HEOR professionals work in a world where regulatory policy and politics have always had outsized influence on access to new medical technology. We lost ground in 2025, but that doesn’t mean we have lost. Affordability and access are never going to go away as political issues. This is a time to find our voice, and to reimagine when and how CUA can play a role in balancing the inevitable conflict between affordability and access.

References

  1. Wise J. UK-US pharmaceutical deal: NHS will pay £3bn more for new drugs. BMJ. 2025;391:r2538. doi: 10.1136/bmj.r2538.
  2. Sullivan SD, Hernandez I, Ramsey SD, Neumann PJ. Has the Centers for Medicare & Medicaid Services Implicitly Adopted a Value Framework for Medicare Drug Price Negotiations? Value Health. 2023;26(12):1686-1688. doi: 10.1016/j.jval.2023.10.004.
  3. Neumann PJ, Cohen JT, Sullivan SD, Xie F. Do Medicare’s IPAY 2027 Negotiated Drug Prices Reflect Value For Money? Health Affairs Forefront. 2025, 10.1377/forefront.20251209.237091.
  4. Gafni A, Birch S. Incremental cost-effectiveness ratios (ICERs): the silence of the lambda. Soc Sci Med. 2006;62(9):2091-100. doi: 10.1016/j.socscimed.2005.10.023.

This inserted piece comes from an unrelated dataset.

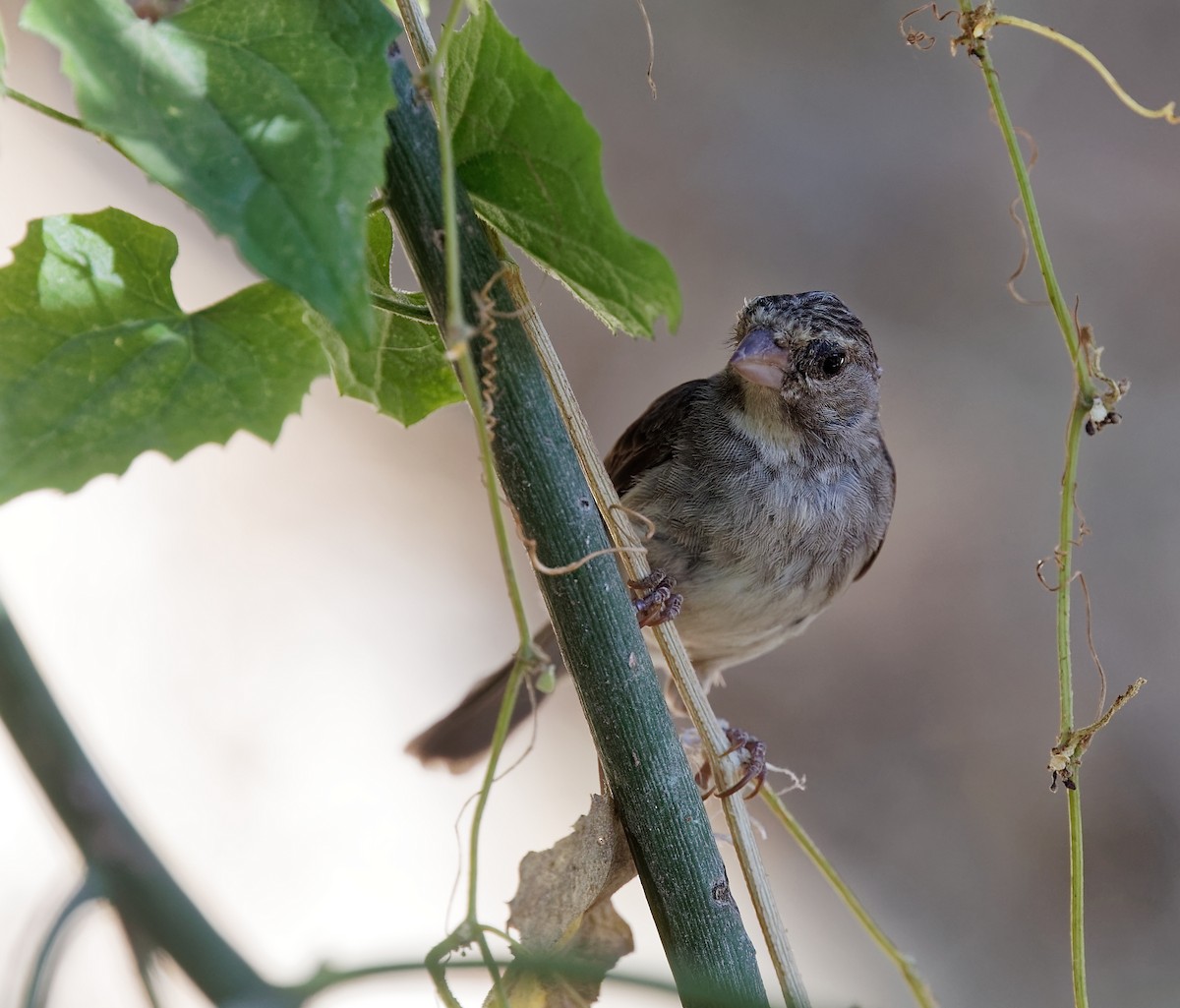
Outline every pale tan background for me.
[0,0,1180,1008]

  5. Danzon PM. Affordability Challenges to Value-Based Pricing: Mass Diseases, Orphan Diseases, and Cures. Value Health. 2018;21(3):252-257. doi: 10.1016/j.jval.2017.12.018.
  6. Lomas J, Claxton K, Martin S, Soares M. Resolving the “Cost-Effective but Unaffordable” Paradox: Estimating the Health Opportunity Costs of Nonmarginal Budget Impacts. Value Health. 2018;21(3):266-275. doi: 10.1016/j.jval.2017.10.006.

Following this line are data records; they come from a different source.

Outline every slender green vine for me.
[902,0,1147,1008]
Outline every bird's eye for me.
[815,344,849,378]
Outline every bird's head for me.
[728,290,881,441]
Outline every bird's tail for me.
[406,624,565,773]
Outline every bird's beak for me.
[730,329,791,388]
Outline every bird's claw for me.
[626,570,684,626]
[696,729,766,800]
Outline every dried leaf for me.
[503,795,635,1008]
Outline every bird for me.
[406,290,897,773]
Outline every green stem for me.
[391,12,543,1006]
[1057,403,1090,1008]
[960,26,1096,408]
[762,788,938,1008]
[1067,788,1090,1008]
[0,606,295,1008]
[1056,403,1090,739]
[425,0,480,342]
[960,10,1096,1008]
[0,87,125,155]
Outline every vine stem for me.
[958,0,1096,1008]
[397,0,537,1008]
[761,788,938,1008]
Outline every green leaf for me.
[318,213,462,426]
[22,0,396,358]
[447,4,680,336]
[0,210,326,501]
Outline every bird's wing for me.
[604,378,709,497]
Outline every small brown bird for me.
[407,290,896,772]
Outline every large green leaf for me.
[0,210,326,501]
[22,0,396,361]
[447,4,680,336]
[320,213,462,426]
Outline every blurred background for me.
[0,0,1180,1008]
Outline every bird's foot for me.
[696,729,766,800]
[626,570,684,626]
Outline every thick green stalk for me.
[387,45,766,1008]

  7. The Comparative Clinical Effectiveness and Value of Novel Hepatitis C Virus Treatments. ICER. 2014. https://icer.org/assessment/hepatitis-c-december-2014/
  8. Dickson S, Reynolds I. Estimated Changes in Manufacturer and Health Care Organization Revenue Following List Price Reductions for Hepatitis C Treatments. JAMA Netw Open. 2019;2(7):e196541. doi: 10.1001/jamanetworkopen.2019.6541.
  9. Khan HM, Ramsey S, Shankaran V. Financial Toxicity in Cancer Care: Implications for Clinical Care and Potential Practice Solutions. J Clin Oncol. 2023;41(16):3051-3058. doi: 10.1200/JCO.22.01799.